Baca Koran radarkaur Online - Radar Kaur

Advertisement Google

BPJS Kesehatan Relawan SPPG Bengkulu Masih Ditanggung Pemerintah

Kepala Bagian Kepesertaan BPJS Kesehatan Cabang Bengkulu Ricco Hanggara mengikuti hering bersama Komisi IV DPRD Provinsi Bengkulu, Kamis 28 Mei 2026--

BENGKULU - BPJS Kesehatan Cabang Bengkulu melalui Kepala Bagian Kepesertaan BPJS Kesehatan Cabang Bengkulu, Ricco Hanggara mengungkapkan bahwa seluruh relawan Satuan Pelayanan Pemenuhan Gizi (SPPG) di Provinsi Bengkulu saat ini memang telah terdaftar sebagai peserta BPJS Kesehatan. Namun, kepesertaan mereka masih mengandalkan pembiayaan dari pemerintah pusat maupun pemerintah daerah.

Hal tersebut disampaikan dalam rapat pembahasan hasil tindak lanjut inspeksi mendadak (sidak) oleh Komisi IV DPRD Provinsi Bengkulu dan seluruh jajaran terkait termasuk perwakilan BPJS kesehatan cabang Bengkulu beberapa waktu yang lalu di  11 titik lokasi perwakilan SPPG di kabupaten dan kota.

“Seluruh relawan SPPG memang sudah terdaftar BPJS Kesehatan, tetapi masih berada di segmen segmen Penerima Bantuan Iuran (PBI) APBN dan jaminan kesehatan daerah yang dibiayai pemerintah kabupaten, kota, maupun provinsi. Artinya, iuran mereka saat ini masih dibayarkan oleh pemerintah pusat dan pemerintah daerah,” ujar Ricco di gedung DPRD Provinsi Bengkulu.
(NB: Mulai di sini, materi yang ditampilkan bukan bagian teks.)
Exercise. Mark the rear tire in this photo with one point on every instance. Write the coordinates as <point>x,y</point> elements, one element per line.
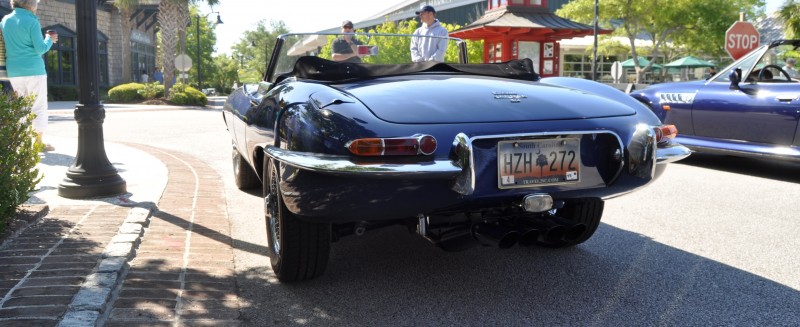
<point>583,211</point>
<point>243,174</point>
<point>298,250</point>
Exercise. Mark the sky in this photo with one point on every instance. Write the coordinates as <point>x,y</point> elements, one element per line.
<point>299,16</point>
<point>304,16</point>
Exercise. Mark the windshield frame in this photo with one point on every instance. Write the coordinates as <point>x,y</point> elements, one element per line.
<point>269,75</point>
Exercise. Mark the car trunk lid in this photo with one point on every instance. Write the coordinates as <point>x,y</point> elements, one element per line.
<point>448,99</point>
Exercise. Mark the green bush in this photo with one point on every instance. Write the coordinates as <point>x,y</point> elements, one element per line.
<point>19,154</point>
<point>152,91</point>
<point>181,94</point>
<point>125,93</point>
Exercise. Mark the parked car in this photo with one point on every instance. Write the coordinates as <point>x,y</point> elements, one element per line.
<point>460,153</point>
<point>750,108</point>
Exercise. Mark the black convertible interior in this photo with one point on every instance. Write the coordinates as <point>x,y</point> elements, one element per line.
<point>316,68</point>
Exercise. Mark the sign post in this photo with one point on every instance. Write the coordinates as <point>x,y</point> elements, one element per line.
<point>740,39</point>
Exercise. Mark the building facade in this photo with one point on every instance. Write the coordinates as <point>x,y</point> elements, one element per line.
<point>116,62</point>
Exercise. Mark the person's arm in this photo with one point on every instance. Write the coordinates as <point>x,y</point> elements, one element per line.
<point>339,51</point>
<point>40,44</point>
<point>440,44</point>
<point>415,56</point>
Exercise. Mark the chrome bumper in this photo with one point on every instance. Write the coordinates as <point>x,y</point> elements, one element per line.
<point>343,165</point>
<point>672,153</point>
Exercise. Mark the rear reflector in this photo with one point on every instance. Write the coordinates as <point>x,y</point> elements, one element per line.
<point>399,146</point>
<point>665,133</point>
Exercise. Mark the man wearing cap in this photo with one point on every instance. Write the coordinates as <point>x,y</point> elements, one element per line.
<point>424,47</point>
<point>345,47</point>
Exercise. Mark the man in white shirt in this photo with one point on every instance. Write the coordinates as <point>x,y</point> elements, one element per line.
<point>429,48</point>
<point>789,68</point>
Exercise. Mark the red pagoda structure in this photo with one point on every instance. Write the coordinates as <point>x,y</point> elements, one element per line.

BACA JUGA:Termasuk Ratusan Perangkat Desa, 2.755 Warga Kaur Belum Punya BPJS Kesehatan

BACA JUGA:Sejumlah Warga Binaan Asal Kaur Tanpa KTP Hingga BPJS Nonaktif, Wabup Hamid Terima Kepala Rutan Manna

Lebih lanjut, Ricco mengatakan kondisi tersebut seharusnya tidak terus berlangsung, dimana seharusnya yayasan yang menaungi relawan SPPG bertanggung jawab mendaftarkan para relawan beserta anggota keluarganya sebagai peserta BPJS Kesehatan.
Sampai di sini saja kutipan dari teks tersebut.